Au cours de ces dernières semaines, Maduro a mis en place un plan bancal pour stabiliser la monnaie, en émettant de nouvelles coupures censément soutenues par la crypto-monnaie du gouvernement, ce qui revient à construire un château de cartes sur une décharge d'ordures. Que cette nouvelle monnaie devise prenne racine ou non, nous pouvons être sûrs que les militaires vénézuéliens vont continuer à mener leurs opérations avec des coupures de 100 dollars.

En réponse aux crises nationales et régionales produites par le régime de Maduro, les États-Unis ont mis en place de sévères sanctions commerciales et financières - et Trump aurait lancé l'idée d'envahir le Venezuela.
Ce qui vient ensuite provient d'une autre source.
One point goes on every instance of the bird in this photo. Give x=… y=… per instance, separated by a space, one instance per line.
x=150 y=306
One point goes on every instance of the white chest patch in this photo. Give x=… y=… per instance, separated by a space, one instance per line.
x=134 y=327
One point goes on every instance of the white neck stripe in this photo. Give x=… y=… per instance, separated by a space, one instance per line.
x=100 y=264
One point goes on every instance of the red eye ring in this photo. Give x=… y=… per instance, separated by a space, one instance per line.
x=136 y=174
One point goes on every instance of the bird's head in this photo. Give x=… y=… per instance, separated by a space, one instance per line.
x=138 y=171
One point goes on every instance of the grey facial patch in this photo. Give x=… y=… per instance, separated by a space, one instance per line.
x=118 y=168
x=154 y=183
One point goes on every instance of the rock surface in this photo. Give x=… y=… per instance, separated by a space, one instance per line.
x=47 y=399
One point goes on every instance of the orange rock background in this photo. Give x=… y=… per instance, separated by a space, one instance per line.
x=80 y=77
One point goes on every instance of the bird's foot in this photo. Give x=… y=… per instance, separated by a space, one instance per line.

L'intervention militaire américaine est naturellement une idée folle et même les nombreux dirigeants latino-américains qui veulent désespérément voir le régime disparaître ne la soutiendront jamais.

Mais les États-Unis peuvent et doivent considérablement intensifier l'aide financière et logistique pour aider les États voisins à résoudre le problème accablant des réfugiés. Et il n'est pas trop tôt pour commencer à organiser la reconstruction et le rapatriement des réfugiés, une fois que la variante vénézuélienne du socialisme – ou, plus exactement, le clientélisme du pétrole et de la cocaïne – aura pris fin.